Frequently Asked Questions

What is linear regression?
Linear regression finds the best-fitting straight line through a set of data points using the method of least squares. The resulting equation y = mx + b minimises the sum of squared vertical distances (residuals) between each point and the line. The slope m describes the rate of change and the intercept b gives the y-value when x = 0.
What does R² (R-squared) tell us?
R² measures how well the regression line fits the data. It ranges from 0 to 1: R² = 1 means the line perfectly predicts every point; R² = 0 means the line is no better than predicting the mean of y. An R² of 0.85 means 85% of the variance in y is explained by x.
What is the difference between correlation and regression?
Correlation (Pearson r) measures the strength and direction of the linear relationship between two variables — it has no direction. Regression goes further: it quantifies exactly how much y changes per unit change in x, and it can be used to make predictions. Regression also reveals R² (=r²), which tells you how much variance is explained.
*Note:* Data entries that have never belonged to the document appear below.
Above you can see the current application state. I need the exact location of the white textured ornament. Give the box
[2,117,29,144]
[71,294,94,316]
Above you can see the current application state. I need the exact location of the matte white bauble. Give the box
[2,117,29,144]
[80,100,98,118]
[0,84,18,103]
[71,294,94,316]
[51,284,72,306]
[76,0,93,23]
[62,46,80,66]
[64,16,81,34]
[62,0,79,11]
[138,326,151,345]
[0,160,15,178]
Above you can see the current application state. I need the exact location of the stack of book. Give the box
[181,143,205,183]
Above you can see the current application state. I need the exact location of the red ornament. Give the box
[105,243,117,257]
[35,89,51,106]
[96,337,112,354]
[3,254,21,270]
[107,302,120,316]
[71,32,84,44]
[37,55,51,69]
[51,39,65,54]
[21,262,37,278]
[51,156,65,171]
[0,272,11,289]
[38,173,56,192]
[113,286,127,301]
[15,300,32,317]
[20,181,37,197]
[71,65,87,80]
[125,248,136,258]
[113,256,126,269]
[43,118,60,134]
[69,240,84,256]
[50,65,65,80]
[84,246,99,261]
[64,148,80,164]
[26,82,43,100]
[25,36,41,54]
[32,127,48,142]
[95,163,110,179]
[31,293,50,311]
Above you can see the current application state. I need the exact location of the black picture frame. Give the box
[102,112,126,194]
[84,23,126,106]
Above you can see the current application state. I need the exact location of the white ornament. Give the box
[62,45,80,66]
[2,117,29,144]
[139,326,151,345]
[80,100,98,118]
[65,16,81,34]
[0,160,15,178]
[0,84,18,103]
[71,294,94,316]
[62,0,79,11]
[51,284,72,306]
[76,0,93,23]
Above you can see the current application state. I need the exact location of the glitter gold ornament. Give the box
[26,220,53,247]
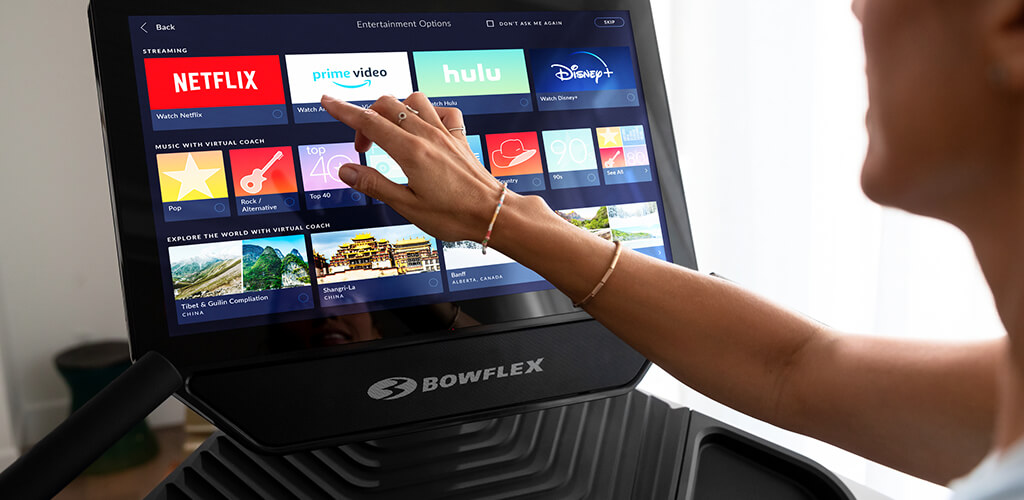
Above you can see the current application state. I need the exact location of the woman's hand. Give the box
[321,92,507,241]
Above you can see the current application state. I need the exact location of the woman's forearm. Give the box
[322,93,1001,482]
[492,196,824,418]
[493,196,1000,483]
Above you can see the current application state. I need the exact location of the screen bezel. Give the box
[90,0,696,373]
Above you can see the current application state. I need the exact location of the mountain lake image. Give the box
[168,241,245,300]
[242,235,309,292]
[168,235,309,300]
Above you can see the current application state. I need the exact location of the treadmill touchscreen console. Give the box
[129,11,671,336]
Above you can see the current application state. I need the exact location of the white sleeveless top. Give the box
[949,440,1024,500]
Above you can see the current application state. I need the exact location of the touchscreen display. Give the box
[129,11,671,338]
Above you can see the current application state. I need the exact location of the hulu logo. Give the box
[442,65,502,83]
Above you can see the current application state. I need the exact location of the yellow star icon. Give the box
[157,151,227,203]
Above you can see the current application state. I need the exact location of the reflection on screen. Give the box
[130,12,671,340]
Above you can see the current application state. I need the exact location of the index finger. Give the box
[321,95,414,155]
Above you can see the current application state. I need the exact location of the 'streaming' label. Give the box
[145,55,288,130]
[285,52,413,123]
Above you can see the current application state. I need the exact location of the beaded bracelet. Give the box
[480,182,509,255]
[572,242,623,307]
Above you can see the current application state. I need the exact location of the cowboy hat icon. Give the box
[490,139,537,168]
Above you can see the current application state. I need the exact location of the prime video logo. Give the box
[367,358,544,401]
[551,50,615,85]
[312,67,387,88]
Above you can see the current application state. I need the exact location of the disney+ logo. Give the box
[551,50,615,85]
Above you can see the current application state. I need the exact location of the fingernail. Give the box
[338,165,359,185]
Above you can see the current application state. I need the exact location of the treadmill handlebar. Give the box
[0,350,184,499]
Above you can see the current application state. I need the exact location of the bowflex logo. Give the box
[367,358,544,401]
[145,55,285,110]
[367,377,416,401]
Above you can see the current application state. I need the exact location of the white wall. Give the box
[0,0,182,445]
[646,0,1004,498]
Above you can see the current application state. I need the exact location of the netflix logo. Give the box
[145,55,285,110]
[174,71,259,92]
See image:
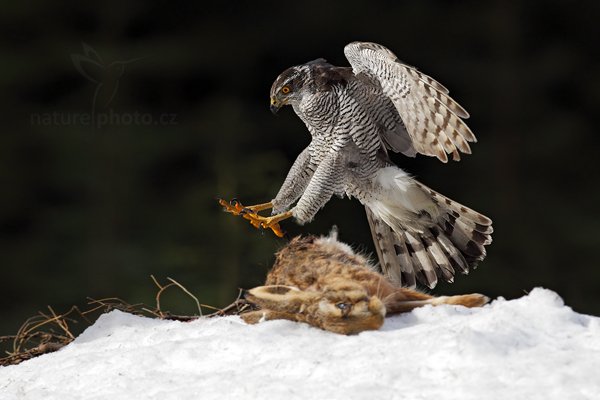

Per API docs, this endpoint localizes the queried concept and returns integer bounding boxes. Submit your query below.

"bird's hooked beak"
[270,97,281,114]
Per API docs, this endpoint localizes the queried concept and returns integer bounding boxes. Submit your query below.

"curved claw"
[219,199,292,237]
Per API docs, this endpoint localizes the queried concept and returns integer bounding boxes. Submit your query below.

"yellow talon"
[219,199,292,237]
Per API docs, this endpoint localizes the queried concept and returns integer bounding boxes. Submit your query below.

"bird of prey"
[220,42,493,288]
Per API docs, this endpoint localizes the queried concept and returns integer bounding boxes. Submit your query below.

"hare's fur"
[242,235,489,334]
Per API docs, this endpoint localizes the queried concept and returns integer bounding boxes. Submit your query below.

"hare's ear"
[246,285,318,313]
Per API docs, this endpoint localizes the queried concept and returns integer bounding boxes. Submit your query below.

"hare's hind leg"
[383,288,490,314]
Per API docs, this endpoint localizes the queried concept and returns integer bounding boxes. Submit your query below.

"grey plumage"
[271,42,492,287]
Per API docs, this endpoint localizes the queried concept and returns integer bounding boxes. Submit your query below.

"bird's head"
[271,58,329,113]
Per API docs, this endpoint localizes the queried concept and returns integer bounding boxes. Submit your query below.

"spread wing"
[344,42,477,162]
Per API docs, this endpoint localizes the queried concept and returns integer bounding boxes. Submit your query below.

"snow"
[0,289,600,400]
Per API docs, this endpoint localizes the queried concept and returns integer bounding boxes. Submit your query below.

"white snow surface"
[0,289,600,400]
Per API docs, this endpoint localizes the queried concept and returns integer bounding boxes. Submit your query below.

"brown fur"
[242,236,489,334]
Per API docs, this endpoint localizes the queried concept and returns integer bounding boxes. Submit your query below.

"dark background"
[0,1,600,340]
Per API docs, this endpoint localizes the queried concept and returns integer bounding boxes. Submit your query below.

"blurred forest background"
[0,0,600,340]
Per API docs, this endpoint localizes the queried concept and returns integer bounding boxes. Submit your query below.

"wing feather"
[344,42,477,162]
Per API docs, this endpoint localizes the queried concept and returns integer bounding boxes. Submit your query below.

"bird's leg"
[219,199,292,237]
[219,199,273,215]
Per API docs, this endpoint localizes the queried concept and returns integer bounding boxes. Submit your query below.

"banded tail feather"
[365,180,493,288]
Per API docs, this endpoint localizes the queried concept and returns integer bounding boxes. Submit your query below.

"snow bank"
[0,289,600,400]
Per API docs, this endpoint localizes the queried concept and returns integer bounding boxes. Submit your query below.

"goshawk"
[221,42,493,288]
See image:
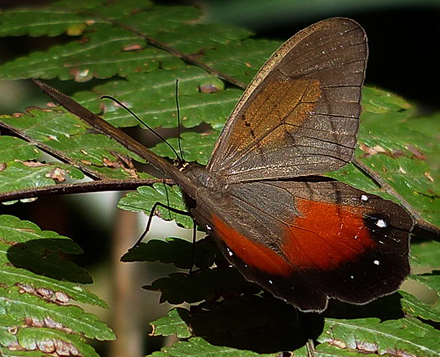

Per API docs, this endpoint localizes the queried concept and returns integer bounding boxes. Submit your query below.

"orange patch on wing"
[213,216,293,276]
[283,199,377,270]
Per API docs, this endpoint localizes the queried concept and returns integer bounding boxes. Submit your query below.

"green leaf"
[400,291,440,322]
[145,268,261,305]
[411,241,440,268]
[0,215,115,356]
[329,87,440,226]
[410,270,440,295]
[121,238,219,269]
[151,337,280,357]
[151,308,191,338]
[318,318,440,357]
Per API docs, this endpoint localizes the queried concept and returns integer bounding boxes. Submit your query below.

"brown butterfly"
[35,18,413,312]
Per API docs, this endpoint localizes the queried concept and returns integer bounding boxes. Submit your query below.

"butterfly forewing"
[207,18,368,183]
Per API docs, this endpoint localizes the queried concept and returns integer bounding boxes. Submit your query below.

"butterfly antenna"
[176,79,184,162]
[101,95,183,162]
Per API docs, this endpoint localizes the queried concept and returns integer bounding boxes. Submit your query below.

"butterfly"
[34,18,413,312]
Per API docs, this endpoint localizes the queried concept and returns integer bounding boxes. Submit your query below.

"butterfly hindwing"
[191,178,412,311]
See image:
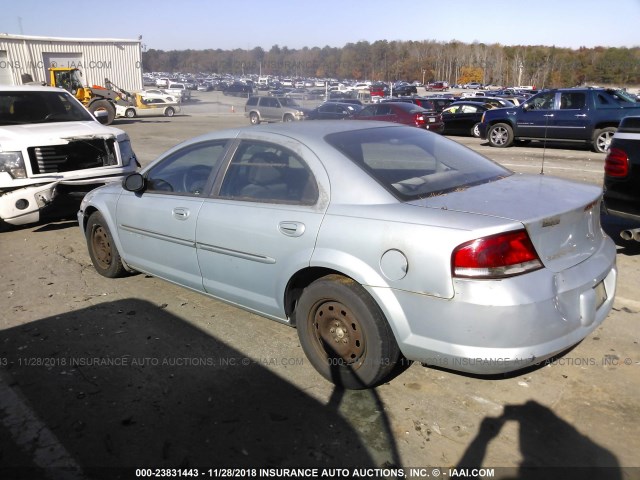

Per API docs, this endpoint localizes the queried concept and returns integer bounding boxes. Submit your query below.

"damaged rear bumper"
[0,174,124,225]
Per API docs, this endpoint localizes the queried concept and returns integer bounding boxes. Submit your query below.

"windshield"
[0,90,94,125]
[326,127,513,200]
[607,89,637,103]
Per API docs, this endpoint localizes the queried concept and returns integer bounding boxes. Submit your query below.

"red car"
[351,102,444,133]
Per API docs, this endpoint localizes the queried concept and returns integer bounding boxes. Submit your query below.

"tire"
[487,123,513,148]
[89,100,116,125]
[591,127,617,153]
[85,212,126,278]
[295,275,400,390]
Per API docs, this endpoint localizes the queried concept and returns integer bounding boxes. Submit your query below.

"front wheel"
[296,275,400,390]
[592,127,616,153]
[487,123,513,148]
[85,212,126,278]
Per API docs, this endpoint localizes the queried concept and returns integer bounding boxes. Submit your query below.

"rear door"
[553,92,589,140]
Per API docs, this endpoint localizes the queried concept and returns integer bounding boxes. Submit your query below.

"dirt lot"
[0,92,640,479]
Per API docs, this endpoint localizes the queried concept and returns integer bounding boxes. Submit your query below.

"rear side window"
[325,127,512,200]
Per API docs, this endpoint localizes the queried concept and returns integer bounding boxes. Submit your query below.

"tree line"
[142,40,640,88]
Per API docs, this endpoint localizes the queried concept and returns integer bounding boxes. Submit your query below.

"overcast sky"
[0,0,640,51]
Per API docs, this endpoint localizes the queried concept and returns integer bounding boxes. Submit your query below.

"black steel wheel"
[592,127,617,153]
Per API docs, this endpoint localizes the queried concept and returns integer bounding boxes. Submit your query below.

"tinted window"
[220,141,318,205]
[145,141,226,195]
[560,92,585,110]
[326,127,512,200]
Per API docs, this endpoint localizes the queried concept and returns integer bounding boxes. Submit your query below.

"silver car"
[78,121,616,388]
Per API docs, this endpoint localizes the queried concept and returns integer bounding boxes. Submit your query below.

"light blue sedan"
[78,121,616,388]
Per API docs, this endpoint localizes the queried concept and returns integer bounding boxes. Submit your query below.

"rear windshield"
[0,90,93,125]
[326,127,513,201]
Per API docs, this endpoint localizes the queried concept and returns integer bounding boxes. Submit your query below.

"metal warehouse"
[0,33,142,91]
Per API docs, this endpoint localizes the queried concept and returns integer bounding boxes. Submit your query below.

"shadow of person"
[457,400,622,480]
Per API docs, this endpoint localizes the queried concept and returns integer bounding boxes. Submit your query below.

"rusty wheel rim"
[313,301,365,367]
[91,226,111,269]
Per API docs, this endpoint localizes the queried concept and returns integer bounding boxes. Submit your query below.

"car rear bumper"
[370,237,617,375]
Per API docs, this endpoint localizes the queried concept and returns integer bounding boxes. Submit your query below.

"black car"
[425,96,456,113]
[604,117,640,242]
[442,101,493,138]
[306,102,362,120]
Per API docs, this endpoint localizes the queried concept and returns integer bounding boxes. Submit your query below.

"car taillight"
[451,230,542,278]
[604,147,629,177]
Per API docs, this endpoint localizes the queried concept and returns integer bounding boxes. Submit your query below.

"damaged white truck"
[0,86,139,227]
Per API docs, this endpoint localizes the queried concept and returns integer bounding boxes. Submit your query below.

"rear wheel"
[85,212,126,278]
[592,127,616,153]
[296,275,400,389]
[487,123,513,148]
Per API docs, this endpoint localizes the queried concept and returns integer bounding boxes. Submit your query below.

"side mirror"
[122,172,146,192]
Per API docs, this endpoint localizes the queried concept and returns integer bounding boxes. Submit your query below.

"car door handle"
[278,222,305,237]
[173,207,190,220]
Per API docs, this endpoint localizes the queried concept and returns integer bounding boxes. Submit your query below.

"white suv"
[0,86,139,226]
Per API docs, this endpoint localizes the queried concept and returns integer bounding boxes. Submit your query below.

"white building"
[0,33,142,91]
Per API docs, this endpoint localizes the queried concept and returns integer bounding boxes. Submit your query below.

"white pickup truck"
[0,86,139,228]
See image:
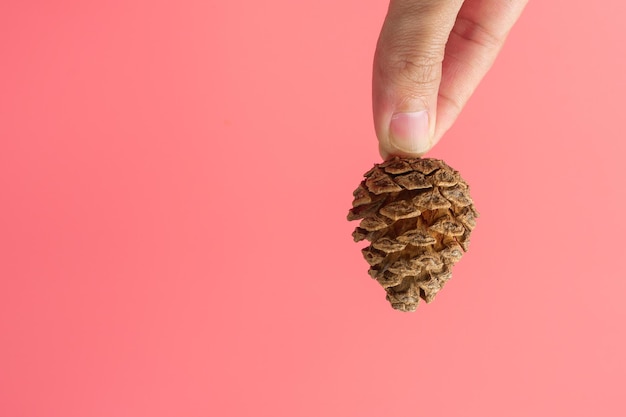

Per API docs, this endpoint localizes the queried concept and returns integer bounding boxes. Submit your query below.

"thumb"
[372,0,463,158]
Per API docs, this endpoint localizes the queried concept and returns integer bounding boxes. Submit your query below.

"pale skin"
[372,0,528,159]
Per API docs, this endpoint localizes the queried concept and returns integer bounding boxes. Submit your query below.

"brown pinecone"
[348,157,478,311]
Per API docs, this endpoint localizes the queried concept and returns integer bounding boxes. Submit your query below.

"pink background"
[0,0,626,417]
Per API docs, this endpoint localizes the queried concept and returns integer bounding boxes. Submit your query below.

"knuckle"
[387,51,443,89]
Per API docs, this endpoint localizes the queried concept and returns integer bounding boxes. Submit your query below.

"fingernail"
[389,110,430,153]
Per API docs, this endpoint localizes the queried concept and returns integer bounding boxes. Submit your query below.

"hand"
[372,0,528,159]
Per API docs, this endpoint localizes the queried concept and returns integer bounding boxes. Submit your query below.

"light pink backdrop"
[0,0,626,417]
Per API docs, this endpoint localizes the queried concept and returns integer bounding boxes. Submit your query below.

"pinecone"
[348,157,478,311]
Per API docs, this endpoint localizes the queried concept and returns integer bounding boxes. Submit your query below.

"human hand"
[372,0,528,159]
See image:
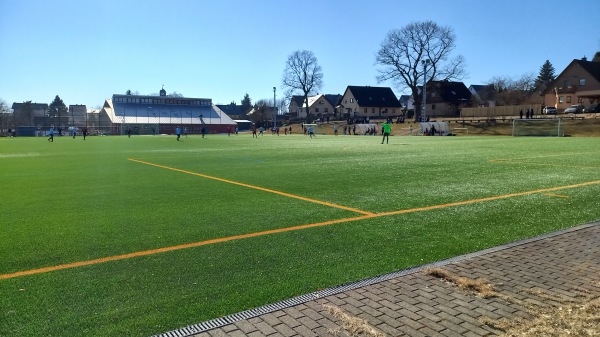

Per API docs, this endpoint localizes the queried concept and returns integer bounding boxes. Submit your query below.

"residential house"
[289,94,342,119]
[469,84,496,107]
[339,85,403,118]
[69,104,88,128]
[425,80,472,117]
[542,58,600,111]
[215,102,248,120]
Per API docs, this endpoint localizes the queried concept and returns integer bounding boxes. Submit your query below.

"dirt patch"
[425,268,600,337]
[323,304,387,337]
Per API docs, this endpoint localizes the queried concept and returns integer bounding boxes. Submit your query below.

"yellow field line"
[0,215,373,280]
[0,180,600,280]
[129,158,374,215]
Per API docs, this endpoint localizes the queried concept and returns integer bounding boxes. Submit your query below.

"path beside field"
[162,222,600,337]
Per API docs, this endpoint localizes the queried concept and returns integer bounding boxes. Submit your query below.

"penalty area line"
[128,158,375,215]
[0,180,600,280]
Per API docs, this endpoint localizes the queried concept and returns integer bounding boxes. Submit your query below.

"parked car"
[565,105,583,114]
[583,103,600,113]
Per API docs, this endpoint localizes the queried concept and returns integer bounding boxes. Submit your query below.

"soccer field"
[0,134,600,336]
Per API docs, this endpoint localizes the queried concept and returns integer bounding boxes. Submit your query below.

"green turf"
[0,134,600,336]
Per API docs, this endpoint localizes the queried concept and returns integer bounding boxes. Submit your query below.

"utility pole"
[421,59,431,122]
[273,87,277,128]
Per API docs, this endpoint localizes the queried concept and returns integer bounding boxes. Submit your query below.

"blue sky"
[0,0,600,108]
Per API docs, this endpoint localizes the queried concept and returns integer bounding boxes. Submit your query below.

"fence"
[460,104,543,118]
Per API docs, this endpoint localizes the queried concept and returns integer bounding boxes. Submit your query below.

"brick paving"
[164,223,600,337]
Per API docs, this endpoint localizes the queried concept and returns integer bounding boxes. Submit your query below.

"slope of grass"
[0,134,600,336]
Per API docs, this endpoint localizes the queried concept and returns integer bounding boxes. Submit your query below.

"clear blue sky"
[0,0,600,108]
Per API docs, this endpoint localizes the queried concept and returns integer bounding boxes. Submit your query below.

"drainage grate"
[153,222,600,337]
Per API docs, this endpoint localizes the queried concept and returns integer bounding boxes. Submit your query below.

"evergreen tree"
[48,95,69,127]
[241,94,252,114]
[535,60,556,88]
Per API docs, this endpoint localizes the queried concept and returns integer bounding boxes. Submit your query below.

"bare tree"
[376,21,466,119]
[487,73,539,105]
[247,99,273,126]
[283,50,323,123]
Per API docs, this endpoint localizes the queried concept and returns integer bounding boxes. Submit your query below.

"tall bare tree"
[376,21,466,119]
[283,50,323,123]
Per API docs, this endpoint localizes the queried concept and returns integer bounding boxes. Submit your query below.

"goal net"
[513,118,565,137]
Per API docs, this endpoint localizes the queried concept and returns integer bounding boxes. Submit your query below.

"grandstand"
[98,88,236,134]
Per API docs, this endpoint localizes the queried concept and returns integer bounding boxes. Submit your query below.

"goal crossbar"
[512,118,565,137]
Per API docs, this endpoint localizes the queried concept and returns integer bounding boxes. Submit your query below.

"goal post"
[512,118,565,137]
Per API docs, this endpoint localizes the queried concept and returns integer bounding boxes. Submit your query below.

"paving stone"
[162,224,600,337]
[273,324,298,337]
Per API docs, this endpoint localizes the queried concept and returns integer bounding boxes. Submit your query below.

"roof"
[103,99,235,124]
[470,84,496,101]
[12,102,48,110]
[573,60,600,82]
[346,85,402,107]
[543,59,600,94]
[215,104,246,116]
[323,94,343,107]
[427,81,473,103]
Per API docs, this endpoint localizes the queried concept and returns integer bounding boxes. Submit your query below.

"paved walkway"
[157,223,600,337]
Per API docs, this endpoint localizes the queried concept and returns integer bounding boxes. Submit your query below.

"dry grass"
[308,114,600,137]
[323,304,387,337]
[425,268,600,337]
[502,297,600,337]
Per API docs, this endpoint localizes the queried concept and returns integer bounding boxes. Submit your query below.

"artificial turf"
[0,134,600,336]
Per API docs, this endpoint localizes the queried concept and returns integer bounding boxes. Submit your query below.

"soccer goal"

How do I interpret the slope?
The slope m tells you how many units y changes for each 1-unit increase in x. For example, if m = 2.5, then for every additional unit of x, y increases by 2.5. A negative slope means y decreases as x increases.
What is a residual in regression?
A residual is the difference between the observed y value and the predicted y value at a given x: residual = y − ŷ. Small residuals mean the model fits well at that point. Large residuals indicate outliers. The regression line minimises the sum of all squared residuals.
When should I not use linear regression?
Linear regression assumes a straight-line relationship. If the scatter plot shows a curve, exponential growth, or a pattern, linear regression will give poor predictions. Also avoid it if there are influential outliers that distort the slope, or if the residuals show a systematic non-random pattern.